A. The walk into the unknown on Hundred #1. Everyone has done 50 miles to qualify, but most debutants have no idea what their body and mind will do beyond that point. On reaching Coventry at 70 miles, I was exhausted and ready to stop. Instead I asked for a lie down: while discovering that I couldn’t power-nap, I had to listen to other conversations going on around me about whether to quit. I didn’t think it was justified, so I got up, had some food and drink, set off, and gave myself 10 minutes to decide whether I felt too awful to continue. The lie down had done me some good, as I actually found a burst of respectable speed and started overtaking people. I didn’t look back from there. It was a pivotal moment for me.
Q. Does approaching your fourth 100 feel different from preparing for your first, and are you calmer about the distance now or does it still have a healthy ability to cause concern?
A. I now feel as though I understand the event and how to get myself through it. It’s immensely long and things can go wrong, but so far I have coped and never felt that I wouldn’t finish my subsequent Hundreds.
Q. What made you decide to take on this year’s 100 in Kent?
A. After two I decided I’d had enough and would take a break. This turned out to be 10 months long (!), and I was a late entrant for last year’s event: I missed having a goal in the spring. I think I’m hooked now.
Q. How has your training been going, and have you changed anything based on what you learned from your previous 100s?
A. My approach has been similar and I’ve come through unscathed.
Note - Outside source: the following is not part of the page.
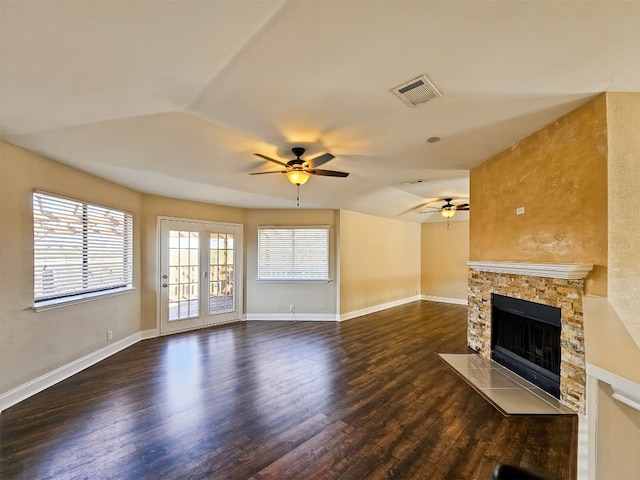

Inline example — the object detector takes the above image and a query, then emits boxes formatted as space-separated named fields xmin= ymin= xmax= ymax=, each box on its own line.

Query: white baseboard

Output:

I just beat my PB in the Marsden Moors Meander by 19 seconds, so I guess I should tackle the Hundred at my usual pace!
Q. How prepared do you feel at this stage, physically and mentally?
A. Physically I’m okay. Mentally, it’s how you feel on the day: but it’s an inspiring day, so I should be up for it.
Q. Food can become strangely important on a 100-mile event. What do you usually rely on to keep yourself going, and is there anything you absolutely cannot face after enough miles?
A. On approaching a checkpoint I’ve always been ready to eat, and I always know what I want. In the wee small hours, milky foods like cereal and rice pudding go down well. And tea, of course.
Q. Is there a particular point in a 100 where you know from experience that things can become difficult, and how do you usually get through it?
A. As a Monday finisher, Sunday is immensely long and very hard. In particular, 60-80 miles is the hardest, when you’re done-in and there’s a very long way to go. Before 60 I can smell sausages, and after 80 I start to smell success. One thing I’ve learned is that your feelings come in-and-out: you don’t just feel progressively worse all the time.
Q. What would make this year’s 100 feel like a success for you?
A. Any completion is a success. Beating 41 hours would keep up my statistical progress, but I suspect the late hills might challenge this. I won’t worry about it.